Ilán Semo
El suplemento cultural Ñ del Clarín, publicó la semana pasada un ensayo de Maristella Svampa sobre las funciones del intelectual en la sociedad actual (N.209, 29/09/2007). Se ha escrito tanto sobre el problema que difícilmente se puede imaginar una acotación original o efectivamente inédita. No es tampoco el propósito de esa colaboración. El artículo es, por decirlo de alguna manera, de orden polémico o, si se quiere, controversial: más una discusión que una exploración. Discute no con alguien en particular sino sobre un viejo tema del que se escucha ya poco: el intelectual militante, comprometido políticamente.
¿Dónde quedó esta criatura que hace tan sólo un par de décadas provocaba el desvelo de la definición misma de qué es un intelectual? ¿Cómo se han modificado sus funciones en estos últimos tiempos?
En las décadas pasadas, la relación entre el intelectual y la política sufrió probablemente más cambios que en toda su historia moderna junta. Ya en los años 60, ver a Jean Paul Sartre codo a codo con los estudiantes causó una enorme extrañeza a una (en aquel entonces) joven generación de pensadores para los cuales la diseminación (pública) del conocimiento –Barthes llamó alguna vez a un aspecto de este proceso la “politización del conocimiento”– no sólo deja de ser un sinónimo de la inmediata politización del intelectual, sino que ésta desemboca más que en un acto con sentido, en un actnig, en un tipo de intervención que más bien inhibe la eficacia de la relación entre ambos extremos. El artículo donde Foucault quiere responder a la pregunta de “¿Qué es un autor?”, que data de la época, es muy característico de esa perplejidad. Para él, la intervención pública del intelectual sólo podía resultar eficaz si partía de los propios códigos del mundo del conocimiento –las “prácticas discursivas”–, y no como era la costumbre, que lo veía asumiendo finalmente el papel del político.
Svampa ofrece una explicación de este giro o este quiebre a la que habría que prestar atención: la creciente academización del saber ha creado mecanismos de su legitimación que son simplemente antitéticos con las formas en como la política ordena sus propias “prácticas discursivas”. La escritura de la política marcha en dirección exactamente opuesta a la autonomía que resguarda la producción de saberes académicos. La primera persigue conmover ánimos, remover inercias o rusticar actos, la otra requiere de un equipamiento que la dota de cierta distancia. Y, en cierta manera, no hay que olvidar que los que definen la columna principal del pensamiento social en la segunda mitad del siglo XX son quienes capitalizan esta autonomía desde la candidez aparente de las aulas.
No sin razón, se podría observar en esta partición (entre el mundo de la academia y la política o la militancia) una suerte de subterfugio casi lingüístico.

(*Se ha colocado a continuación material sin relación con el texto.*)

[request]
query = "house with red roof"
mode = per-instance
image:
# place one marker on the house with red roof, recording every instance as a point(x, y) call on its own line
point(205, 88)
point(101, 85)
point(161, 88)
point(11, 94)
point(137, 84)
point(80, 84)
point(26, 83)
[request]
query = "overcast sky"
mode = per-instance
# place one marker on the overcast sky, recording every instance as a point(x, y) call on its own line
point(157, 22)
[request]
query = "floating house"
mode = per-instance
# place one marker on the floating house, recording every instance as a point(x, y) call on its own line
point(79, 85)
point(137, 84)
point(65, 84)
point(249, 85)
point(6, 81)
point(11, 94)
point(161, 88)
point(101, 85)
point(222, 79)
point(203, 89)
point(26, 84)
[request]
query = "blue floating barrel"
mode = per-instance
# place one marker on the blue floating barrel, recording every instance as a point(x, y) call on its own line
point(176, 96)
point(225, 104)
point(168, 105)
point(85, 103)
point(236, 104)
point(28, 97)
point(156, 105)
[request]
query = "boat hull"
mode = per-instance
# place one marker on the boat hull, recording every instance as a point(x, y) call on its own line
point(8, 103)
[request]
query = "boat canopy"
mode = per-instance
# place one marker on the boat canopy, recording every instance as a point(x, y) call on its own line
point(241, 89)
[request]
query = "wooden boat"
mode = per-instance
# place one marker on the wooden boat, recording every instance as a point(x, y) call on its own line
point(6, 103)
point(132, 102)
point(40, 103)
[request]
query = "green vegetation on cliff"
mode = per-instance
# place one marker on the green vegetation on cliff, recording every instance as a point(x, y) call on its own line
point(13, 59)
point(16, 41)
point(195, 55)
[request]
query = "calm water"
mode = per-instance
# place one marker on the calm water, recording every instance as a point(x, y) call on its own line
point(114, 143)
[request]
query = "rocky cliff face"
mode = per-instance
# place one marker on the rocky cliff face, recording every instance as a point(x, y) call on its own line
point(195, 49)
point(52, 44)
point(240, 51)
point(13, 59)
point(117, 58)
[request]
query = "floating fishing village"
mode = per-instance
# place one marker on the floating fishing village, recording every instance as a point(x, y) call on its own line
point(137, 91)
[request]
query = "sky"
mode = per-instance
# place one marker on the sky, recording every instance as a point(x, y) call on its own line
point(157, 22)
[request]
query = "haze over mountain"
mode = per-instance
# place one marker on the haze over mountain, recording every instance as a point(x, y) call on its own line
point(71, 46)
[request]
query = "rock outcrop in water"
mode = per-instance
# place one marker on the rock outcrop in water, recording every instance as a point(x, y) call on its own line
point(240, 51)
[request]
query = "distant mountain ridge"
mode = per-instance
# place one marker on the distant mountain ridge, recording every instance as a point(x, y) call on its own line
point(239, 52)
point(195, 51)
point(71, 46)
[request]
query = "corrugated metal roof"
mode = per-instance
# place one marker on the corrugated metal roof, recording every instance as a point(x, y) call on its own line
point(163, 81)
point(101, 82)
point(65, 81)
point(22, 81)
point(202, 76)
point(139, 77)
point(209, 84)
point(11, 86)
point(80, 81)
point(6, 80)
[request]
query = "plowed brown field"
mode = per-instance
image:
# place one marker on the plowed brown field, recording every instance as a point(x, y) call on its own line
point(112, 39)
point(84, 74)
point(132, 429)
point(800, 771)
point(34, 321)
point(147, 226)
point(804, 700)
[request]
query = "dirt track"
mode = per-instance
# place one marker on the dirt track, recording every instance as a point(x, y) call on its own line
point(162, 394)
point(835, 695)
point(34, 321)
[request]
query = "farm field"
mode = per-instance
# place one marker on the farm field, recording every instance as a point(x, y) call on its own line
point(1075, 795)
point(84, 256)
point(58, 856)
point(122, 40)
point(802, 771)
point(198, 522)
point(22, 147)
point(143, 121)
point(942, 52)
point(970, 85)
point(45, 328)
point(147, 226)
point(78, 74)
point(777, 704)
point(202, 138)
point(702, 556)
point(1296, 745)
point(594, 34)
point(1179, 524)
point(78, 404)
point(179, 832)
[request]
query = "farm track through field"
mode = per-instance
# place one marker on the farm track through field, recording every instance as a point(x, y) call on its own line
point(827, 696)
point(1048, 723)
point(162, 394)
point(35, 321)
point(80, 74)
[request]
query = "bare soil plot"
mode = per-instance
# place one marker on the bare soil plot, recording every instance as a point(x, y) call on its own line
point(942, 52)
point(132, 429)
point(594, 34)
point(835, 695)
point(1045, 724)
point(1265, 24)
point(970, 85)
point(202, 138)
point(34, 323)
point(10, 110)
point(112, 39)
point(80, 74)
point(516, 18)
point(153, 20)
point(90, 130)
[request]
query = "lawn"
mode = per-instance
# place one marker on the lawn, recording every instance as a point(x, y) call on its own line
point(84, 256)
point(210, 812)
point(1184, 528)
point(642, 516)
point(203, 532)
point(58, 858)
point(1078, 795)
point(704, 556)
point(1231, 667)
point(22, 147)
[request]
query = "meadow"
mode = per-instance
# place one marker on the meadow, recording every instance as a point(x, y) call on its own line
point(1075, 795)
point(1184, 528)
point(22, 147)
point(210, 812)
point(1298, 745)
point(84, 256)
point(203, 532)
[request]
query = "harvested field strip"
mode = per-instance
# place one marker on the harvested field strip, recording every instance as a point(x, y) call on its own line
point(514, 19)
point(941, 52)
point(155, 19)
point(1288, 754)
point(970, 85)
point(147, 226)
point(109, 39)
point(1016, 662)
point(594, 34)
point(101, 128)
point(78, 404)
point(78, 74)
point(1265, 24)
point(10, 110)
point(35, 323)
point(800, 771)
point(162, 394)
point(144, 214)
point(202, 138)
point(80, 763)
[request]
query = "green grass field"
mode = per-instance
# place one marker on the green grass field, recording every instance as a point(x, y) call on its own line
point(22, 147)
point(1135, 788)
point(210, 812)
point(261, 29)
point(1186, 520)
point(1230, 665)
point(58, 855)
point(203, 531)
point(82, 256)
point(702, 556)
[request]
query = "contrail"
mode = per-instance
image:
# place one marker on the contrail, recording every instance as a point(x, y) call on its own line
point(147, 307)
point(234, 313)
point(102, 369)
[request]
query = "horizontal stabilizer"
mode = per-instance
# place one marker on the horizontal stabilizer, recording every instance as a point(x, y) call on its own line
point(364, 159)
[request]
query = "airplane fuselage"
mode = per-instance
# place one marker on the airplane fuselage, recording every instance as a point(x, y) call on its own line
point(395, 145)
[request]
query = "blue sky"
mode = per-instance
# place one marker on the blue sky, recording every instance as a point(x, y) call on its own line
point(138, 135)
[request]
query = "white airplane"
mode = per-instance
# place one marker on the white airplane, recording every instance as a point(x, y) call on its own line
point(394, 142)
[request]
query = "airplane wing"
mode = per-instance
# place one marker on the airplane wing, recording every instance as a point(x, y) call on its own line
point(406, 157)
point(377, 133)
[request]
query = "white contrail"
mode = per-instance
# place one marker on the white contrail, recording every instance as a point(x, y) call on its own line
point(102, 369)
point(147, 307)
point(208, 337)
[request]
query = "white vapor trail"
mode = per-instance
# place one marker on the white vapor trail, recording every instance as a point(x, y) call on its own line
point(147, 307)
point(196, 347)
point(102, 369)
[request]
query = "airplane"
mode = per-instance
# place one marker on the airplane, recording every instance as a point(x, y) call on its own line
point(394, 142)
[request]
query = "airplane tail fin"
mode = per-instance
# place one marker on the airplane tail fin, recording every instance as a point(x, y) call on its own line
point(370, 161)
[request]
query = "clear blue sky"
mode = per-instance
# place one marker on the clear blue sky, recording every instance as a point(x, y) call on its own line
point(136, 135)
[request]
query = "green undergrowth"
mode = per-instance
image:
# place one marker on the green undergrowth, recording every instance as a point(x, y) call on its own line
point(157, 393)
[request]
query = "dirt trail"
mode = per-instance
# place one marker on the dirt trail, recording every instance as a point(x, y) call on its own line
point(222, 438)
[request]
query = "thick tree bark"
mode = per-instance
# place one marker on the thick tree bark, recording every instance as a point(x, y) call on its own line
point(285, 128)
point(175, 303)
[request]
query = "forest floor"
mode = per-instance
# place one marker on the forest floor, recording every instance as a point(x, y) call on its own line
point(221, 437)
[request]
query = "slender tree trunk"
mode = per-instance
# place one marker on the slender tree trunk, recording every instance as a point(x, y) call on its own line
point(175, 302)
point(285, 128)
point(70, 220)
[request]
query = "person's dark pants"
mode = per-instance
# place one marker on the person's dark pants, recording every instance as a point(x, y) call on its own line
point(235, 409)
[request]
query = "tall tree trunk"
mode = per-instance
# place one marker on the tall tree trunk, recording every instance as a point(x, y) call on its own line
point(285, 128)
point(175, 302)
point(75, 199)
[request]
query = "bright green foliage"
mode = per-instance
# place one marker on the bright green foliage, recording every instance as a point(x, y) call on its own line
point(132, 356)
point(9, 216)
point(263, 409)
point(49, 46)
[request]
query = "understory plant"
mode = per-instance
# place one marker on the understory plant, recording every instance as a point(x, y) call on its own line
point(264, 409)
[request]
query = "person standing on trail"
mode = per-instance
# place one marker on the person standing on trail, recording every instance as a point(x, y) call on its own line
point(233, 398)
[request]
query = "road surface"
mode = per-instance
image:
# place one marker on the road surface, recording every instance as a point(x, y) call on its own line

Finalmente, ¿qué son, por ejemplo, los miles de “asesores” que, investidos con la legitimidad del saber académico, cumplen una función (política) esencial en todas las redes del poder de la sociedad? En las fábricas de la comunicación el mismo fenómeno se potencia hasta el hartazgo.
Maristella Svampa propone imaginar un nuevo “modelo de intelectual”, que no evada esta politización ya inscrita de antemano en las formas actuales de la diseminación del saber: el intelectual anfibio, uno que sea capaz de moverse en distintos medios adaptándose a ellos, capitalizando el hecho de que todo medio es en sí mismo unidimensional.
Al principio, debo reconocer, la noción de anfibio me deprimió. He visto cómo la mayor parte de mi generación se perdió en el anfibiaje, en cuya última estación no queda más que un simple y llano vacío: ni el oficio de la política ni el de la escritura.
Pero tal vez existen anfibios que nos permiten imaginar otro orden de cosas: los castores, por ejemplo. (Ni siquiera sé si los zoólogos los definen como anfibios.) El castor no se adapta meramente a las circunstancias y los diversos medios, sino que crea su propio mundo entre ellos. Y desde ahí se ve obligado a modificarlos, a veces con extrema urgencia, para sobrevivir. Como el castor, la única manera en que un intelectual puede cobrar su identidad es pensando a partir no de horizontes ajenos a sí mismo, sino precisamente sólo a partir de sí mismo, de ese umbral en que su propia vida, su propia subjetividad, se abre hacia el mundo de afuera. El problema siempre es no cómo observar al mundo en general, sino cómo se observa fragmentado desde la propia subjetividad. Y aquí, por supuesto, no hay receta que valga.